9 respostas em “Droga: o ponto, boca-de-fumo: a escola. Uma crônica perversa sobre avaliação

  1. O grande desafio é estimular os alunos de forma criativa e conseguir que se interessem pelo estudo, e conteúdos. Bem longe das aulas tradicionais, e inflexíveis, devemos recriar a maneira de ensinar, para que a aprendizagem realmente aconteça, e a dedicação dos alunos não seja por pontos, mas por encantamento.

  2. Excelente essa reflexão, é possível e urgente traçar novas estratégias, para que os alunos sejam crianças ou adolescentes, tenham motivação pelos estudos e alcancem uma aprendizagem significativa, que não necessariamente sejam avaliados com uma pontuação que os desmotive e percam o interesse em aprender. As novas tecnologias estão aí para nos ajudar a criar novos mecanismos que ajudem nossos alunos a buscarem conhecimentos, de uma maneira mais lúdica e menos tradicional, respeitando as dificuldades e individualidades de cada um.

  3. Seu texto proporciona uma ótima reflexão, fazendo com que concordemos fielmente ao que está descrito! Estamos vivenciando um tempo em que os pais e até nós professores ficamos sentidos em não proporcionar oportunidades das crianças em ajudarem a receberem o “ponto” como se a realização ou o sucesso delas dependem exclusivamente dessa ajuda ou como quer que possamos nomear.

  4. Excelente reflexão. Este texto é “escancaradamente” a nossa vergonhosa realidade! Que triste me reconhecer, mesmo contra a minha vontade, como atravessadora dessa droga. E pior, não saber como mudar essa situação.

  5. Boa reflexão. o desafio é sempre buscar estratégias, maneiras de motivar, bem como inovar a aprendizagem com novas tecnologias e métodos mais atraentes, curiosos, lúdicos.

  6. A nota/ponto é herança da tendência tradicionalista, transmissão de conteúdos e checagem objetiva, desconsiderando o tempo de aprendizagem de cada estudante. Sobre como atender os alunos e como avaliá-los, ao longo da fase mais aguda da pandemia da COVID-19, a implementação do modelo de avaliação formativa tornou-se um instrumento positivo nesse processo e ajudou a quebrar as barreiras do ideário educacional pautado na atribuição de notas/pontos. Que passos firmes em direção a esse modelo avaliativo continuem sendo dados.
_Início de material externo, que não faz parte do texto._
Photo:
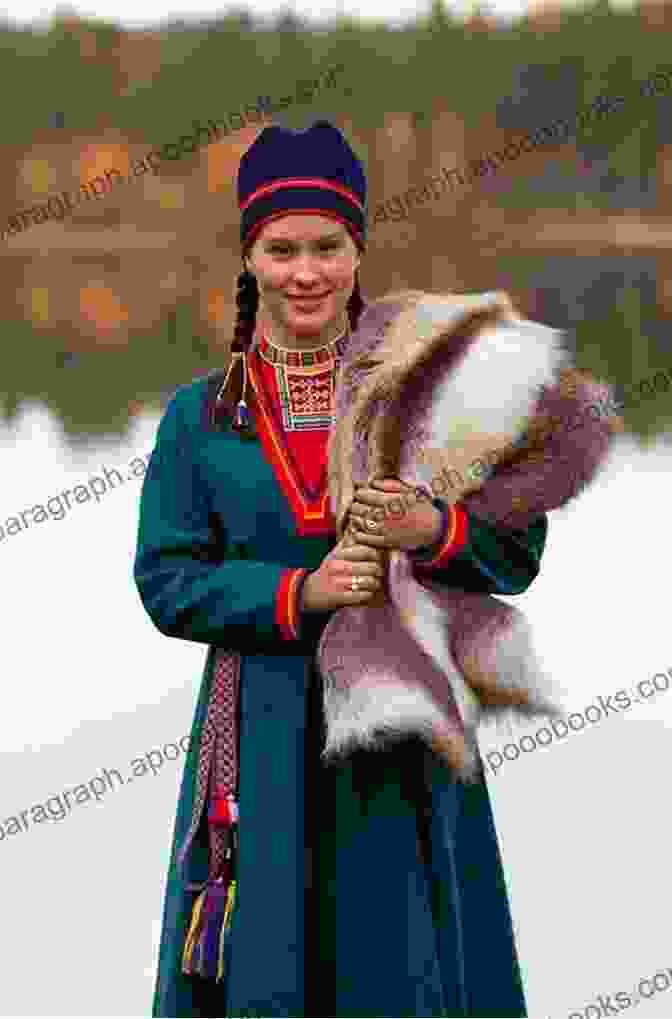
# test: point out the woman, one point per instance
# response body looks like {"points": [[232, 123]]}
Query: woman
{"points": [[373, 887]]}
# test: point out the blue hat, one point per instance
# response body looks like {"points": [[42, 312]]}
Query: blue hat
{"points": [[311, 170]]}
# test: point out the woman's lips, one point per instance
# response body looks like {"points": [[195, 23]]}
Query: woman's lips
{"points": [[308, 302]]}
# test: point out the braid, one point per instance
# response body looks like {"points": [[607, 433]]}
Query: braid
{"points": [[247, 300], [355, 305]]}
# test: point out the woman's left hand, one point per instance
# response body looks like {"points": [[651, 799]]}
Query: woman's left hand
{"points": [[404, 517]]}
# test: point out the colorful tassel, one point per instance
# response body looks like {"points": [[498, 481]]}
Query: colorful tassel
{"points": [[210, 930], [242, 418], [223, 810]]}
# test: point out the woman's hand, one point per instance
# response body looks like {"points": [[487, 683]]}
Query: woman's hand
{"points": [[330, 585], [404, 517]]}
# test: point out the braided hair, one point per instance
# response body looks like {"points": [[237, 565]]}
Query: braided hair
{"points": [[247, 300]]}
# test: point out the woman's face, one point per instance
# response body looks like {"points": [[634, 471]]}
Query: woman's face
{"points": [[304, 256]]}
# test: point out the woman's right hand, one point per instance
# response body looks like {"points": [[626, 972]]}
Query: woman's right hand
{"points": [[330, 586]]}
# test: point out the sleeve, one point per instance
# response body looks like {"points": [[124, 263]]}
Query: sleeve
{"points": [[480, 556], [189, 579]]}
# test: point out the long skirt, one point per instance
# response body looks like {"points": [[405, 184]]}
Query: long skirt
{"points": [[396, 924]]}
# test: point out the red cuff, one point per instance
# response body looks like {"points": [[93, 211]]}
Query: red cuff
{"points": [[288, 614], [456, 539]]}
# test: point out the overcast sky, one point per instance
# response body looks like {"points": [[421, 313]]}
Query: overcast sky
{"points": [[143, 13]]}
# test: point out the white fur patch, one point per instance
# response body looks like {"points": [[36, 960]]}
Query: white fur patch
{"points": [[495, 387]]}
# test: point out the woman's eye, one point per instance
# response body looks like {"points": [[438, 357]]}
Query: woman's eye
{"points": [[286, 251]]}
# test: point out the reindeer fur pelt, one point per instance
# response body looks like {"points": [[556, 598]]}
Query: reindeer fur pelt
{"points": [[441, 381]]}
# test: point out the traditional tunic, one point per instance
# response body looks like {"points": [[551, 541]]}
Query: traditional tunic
{"points": [[370, 888]]}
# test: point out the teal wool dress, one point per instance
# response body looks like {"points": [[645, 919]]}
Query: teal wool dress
{"points": [[368, 888]]}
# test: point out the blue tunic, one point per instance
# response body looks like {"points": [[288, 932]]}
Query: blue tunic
{"points": [[370, 888]]}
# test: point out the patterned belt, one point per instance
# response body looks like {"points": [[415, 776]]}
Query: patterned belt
{"points": [[217, 767]]}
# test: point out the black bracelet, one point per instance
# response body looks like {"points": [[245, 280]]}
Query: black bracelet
{"points": [[428, 551]]}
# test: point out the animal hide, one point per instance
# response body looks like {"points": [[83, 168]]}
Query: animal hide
{"points": [[463, 384]]}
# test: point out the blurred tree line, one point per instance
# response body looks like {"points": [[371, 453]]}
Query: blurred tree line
{"points": [[529, 73]]}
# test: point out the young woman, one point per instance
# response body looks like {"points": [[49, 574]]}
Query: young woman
{"points": [[372, 888]]}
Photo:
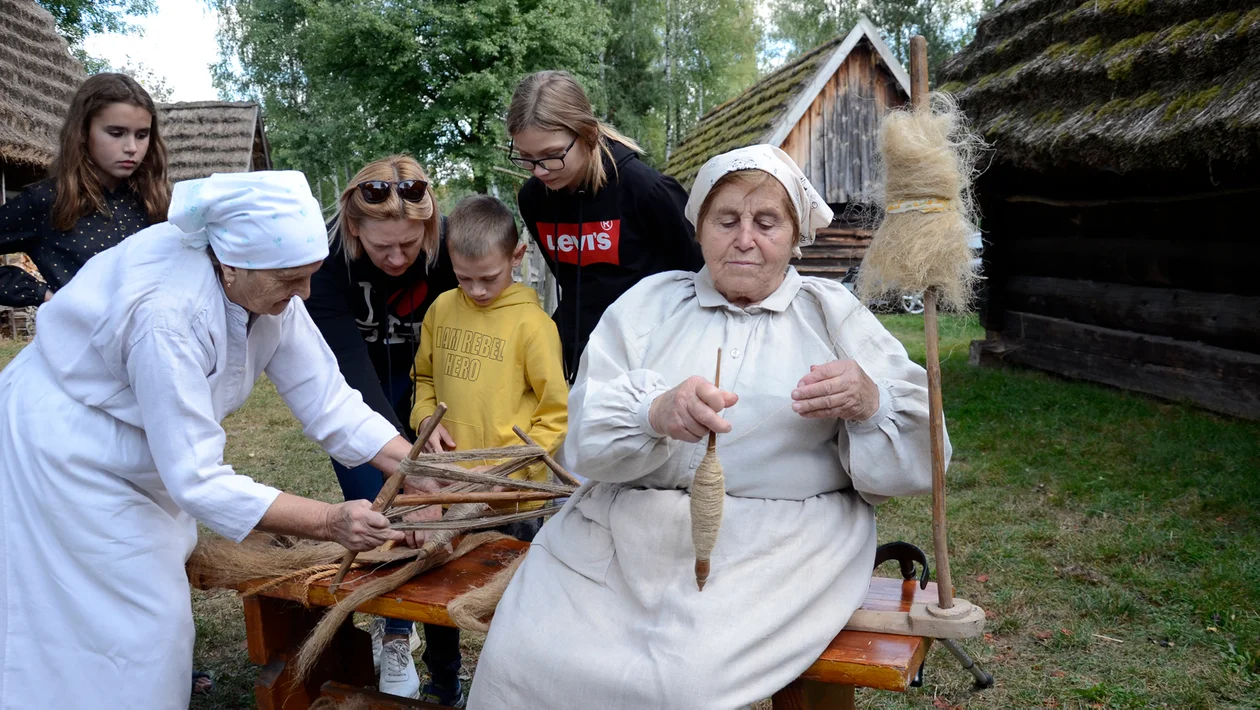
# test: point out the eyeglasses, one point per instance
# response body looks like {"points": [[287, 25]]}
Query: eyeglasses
{"points": [[374, 192], [551, 163]]}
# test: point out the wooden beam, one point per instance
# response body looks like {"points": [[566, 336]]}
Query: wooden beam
{"points": [[1216, 266], [1216, 378], [1226, 320]]}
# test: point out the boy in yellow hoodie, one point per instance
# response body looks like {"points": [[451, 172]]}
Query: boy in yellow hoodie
{"points": [[493, 354], [488, 349]]}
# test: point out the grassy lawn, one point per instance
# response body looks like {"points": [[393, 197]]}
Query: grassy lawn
{"points": [[1114, 537]]}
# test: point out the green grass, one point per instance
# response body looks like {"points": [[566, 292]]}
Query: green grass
{"points": [[1075, 512]]}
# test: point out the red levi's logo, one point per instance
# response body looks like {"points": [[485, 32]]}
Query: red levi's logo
{"points": [[600, 241]]}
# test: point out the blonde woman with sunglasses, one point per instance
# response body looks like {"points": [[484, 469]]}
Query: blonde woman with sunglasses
{"points": [[387, 262]]}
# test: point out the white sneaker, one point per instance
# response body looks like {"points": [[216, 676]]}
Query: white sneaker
{"points": [[398, 674], [377, 627]]}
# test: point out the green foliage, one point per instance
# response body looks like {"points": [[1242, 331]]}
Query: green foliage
{"points": [[344, 82], [76, 19], [348, 82]]}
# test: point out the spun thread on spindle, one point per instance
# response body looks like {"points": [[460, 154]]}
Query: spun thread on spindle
{"points": [[708, 496]]}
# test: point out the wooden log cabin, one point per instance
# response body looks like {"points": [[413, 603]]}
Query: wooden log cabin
{"points": [[1119, 207], [823, 109]]}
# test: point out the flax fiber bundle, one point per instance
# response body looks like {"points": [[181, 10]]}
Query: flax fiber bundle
{"points": [[927, 163], [217, 561], [473, 609], [432, 554]]}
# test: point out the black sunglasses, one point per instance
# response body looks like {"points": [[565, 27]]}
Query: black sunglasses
{"points": [[551, 163], [374, 192]]}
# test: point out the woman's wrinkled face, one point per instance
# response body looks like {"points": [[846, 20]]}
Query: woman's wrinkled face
{"points": [[538, 144], [747, 240], [267, 291], [117, 140], [392, 245]]}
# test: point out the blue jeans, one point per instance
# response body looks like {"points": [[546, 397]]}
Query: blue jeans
{"points": [[364, 482]]}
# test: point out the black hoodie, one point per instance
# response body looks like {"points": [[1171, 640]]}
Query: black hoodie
{"points": [[631, 228], [372, 320]]}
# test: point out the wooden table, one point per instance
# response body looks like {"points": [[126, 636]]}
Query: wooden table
{"points": [[279, 621]]}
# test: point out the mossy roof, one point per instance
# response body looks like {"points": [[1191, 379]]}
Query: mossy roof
{"points": [[750, 117], [38, 77], [213, 136], [1114, 85]]}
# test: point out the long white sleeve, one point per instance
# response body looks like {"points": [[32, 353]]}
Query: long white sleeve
{"points": [[184, 438], [308, 378], [609, 436], [888, 454]]}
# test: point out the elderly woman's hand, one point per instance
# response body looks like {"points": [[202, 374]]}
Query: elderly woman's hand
{"points": [[357, 527], [691, 410], [837, 390]]}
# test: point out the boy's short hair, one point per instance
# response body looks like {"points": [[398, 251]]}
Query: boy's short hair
{"points": [[480, 225]]}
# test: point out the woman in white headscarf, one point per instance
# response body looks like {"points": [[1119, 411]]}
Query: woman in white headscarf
{"points": [[111, 445], [820, 416]]}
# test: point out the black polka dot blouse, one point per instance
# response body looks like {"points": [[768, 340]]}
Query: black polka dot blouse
{"points": [[27, 225]]}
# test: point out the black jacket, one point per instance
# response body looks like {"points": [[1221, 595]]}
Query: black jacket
{"points": [[631, 228], [372, 322], [27, 225]]}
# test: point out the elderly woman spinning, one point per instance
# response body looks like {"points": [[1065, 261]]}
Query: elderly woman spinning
{"points": [[820, 416], [111, 444]]}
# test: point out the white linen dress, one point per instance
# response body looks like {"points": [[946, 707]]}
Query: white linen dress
{"points": [[111, 445], [605, 612]]}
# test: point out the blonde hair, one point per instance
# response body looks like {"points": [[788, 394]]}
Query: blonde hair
{"points": [[750, 180], [481, 225], [553, 101], [353, 209]]}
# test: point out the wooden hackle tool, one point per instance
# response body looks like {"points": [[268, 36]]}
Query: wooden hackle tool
{"points": [[389, 491]]}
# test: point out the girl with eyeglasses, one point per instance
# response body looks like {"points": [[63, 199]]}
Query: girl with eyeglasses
{"points": [[387, 264], [107, 183], [602, 218]]}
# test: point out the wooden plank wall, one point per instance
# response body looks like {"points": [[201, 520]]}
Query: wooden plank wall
{"points": [[1159, 296], [834, 141]]}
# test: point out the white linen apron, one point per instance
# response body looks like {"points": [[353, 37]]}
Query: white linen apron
{"points": [[110, 444], [605, 612]]}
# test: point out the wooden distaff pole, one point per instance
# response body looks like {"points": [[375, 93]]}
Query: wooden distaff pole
{"points": [[389, 491], [935, 414]]}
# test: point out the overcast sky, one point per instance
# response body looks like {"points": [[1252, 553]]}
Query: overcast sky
{"points": [[178, 44]]}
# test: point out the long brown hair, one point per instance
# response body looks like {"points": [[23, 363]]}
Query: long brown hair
{"points": [[78, 188], [553, 101], [353, 209]]}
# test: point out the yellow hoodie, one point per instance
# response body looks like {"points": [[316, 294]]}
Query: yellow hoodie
{"points": [[495, 367]]}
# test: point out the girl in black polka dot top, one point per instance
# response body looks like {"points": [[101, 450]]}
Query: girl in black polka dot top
{"points": [[107, 183]]}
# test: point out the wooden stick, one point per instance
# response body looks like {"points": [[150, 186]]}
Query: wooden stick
{"points": [[935, 414], [492, 477], [389, 491], [551, 463], [473, 497]]}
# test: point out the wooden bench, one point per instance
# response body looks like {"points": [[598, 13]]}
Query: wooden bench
{"points": [[279, 621]]}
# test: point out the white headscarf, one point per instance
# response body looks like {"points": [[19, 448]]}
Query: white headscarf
{"points": [[265, 220], [812, 209]]}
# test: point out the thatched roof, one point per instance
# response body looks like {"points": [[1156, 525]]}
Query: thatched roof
{"points": [[767, 111], [1114, 85], [38, 77], [213, 136]]}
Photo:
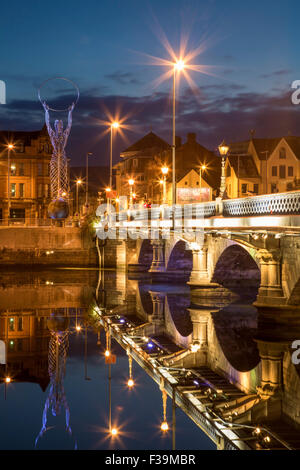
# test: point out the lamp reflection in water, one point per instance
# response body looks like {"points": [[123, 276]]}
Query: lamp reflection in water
{"points": [[58, 324]]}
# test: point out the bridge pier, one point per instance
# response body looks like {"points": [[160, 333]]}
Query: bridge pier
{"points": [[158, 302], [270, 292], [200, 281], [271, 354], [158, 262]]}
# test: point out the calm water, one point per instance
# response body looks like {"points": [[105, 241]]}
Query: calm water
{"points": [[83, 388], [58, 397]]}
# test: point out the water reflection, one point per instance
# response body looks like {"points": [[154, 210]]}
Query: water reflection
{"points": [[221, 352]]}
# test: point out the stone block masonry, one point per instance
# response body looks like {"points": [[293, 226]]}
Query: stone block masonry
{"points": [[47, 246]]}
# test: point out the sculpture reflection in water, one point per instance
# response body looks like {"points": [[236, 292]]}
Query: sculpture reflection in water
{"points": [[58, 325]]}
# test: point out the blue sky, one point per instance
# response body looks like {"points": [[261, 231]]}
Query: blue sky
{"points": [[100, 45]]}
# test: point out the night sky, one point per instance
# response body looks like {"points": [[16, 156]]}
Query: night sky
{"points": [[104, 46]]}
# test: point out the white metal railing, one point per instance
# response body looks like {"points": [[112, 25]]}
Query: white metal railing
{"points": [[269, 204]]}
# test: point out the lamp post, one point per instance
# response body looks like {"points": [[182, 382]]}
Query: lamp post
{"points": [[223, 150], [78, 183], [165, 171], [114, 126], [87, 179], [131, 183], [177, 67], [202, 168], [10, 147]]}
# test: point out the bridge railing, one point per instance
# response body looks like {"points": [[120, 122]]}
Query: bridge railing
{"points": [[270, 204]]}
  7. Compreendo e concordo com a crítica do autor, pois o sistema de avaliação baseado em pontos, notas e avaliações frequentemente se torna mais importante do que a própria aprendizagem. É como se a obtenção de pontos fosse o fim em si mesmo, eclipsando a verdadeira finalidade da educação, que deveria ser o desenvolvimento integral do indivíduo, o estímulo à criatividade, à curiosidade e ao pensamento crítico.
    No contexto brasileiro, o sistema de avaliação nas escolas frequentemente está centrado em exames padronizados, como o Enem e o Saeb, que têm grande peso na avaliação de escolas e professores. Essa ênfase em avaliações pontuais muitas vezes resulta em uma abordagem de ensino voltada para a preparação desses exames, em detrimento de um aprendizado mais significativo e duradouro.
    As soluções propostas para problemas de avaliação no texto, como a organização de grupos de estudo, palestras, compartilhamento de cursos entre professores e busca de parcerias, são caminhos interessantes para repensar e aprimorar o processo de avaliação. Além disso, fortalecer a comunicação entre escola e família é crucial para que os familiares compreendam a importância de uma abordagem mais holística na educação de seus filhos.
    É fundamental que a discussão sobre o sistema de avaliação nas escolas brasileiras ganhe mais espaço e que se busquem alternativas que valorizem verdadeiramente o aprendizado, estimulando a autonomia dos alunos, promovendo o pensamento crítico e preparando-os para enfrentar os desafios do mundo real. A educação deve ser um processo libertador e transformador, não uma corrida incessante por pontos e notas.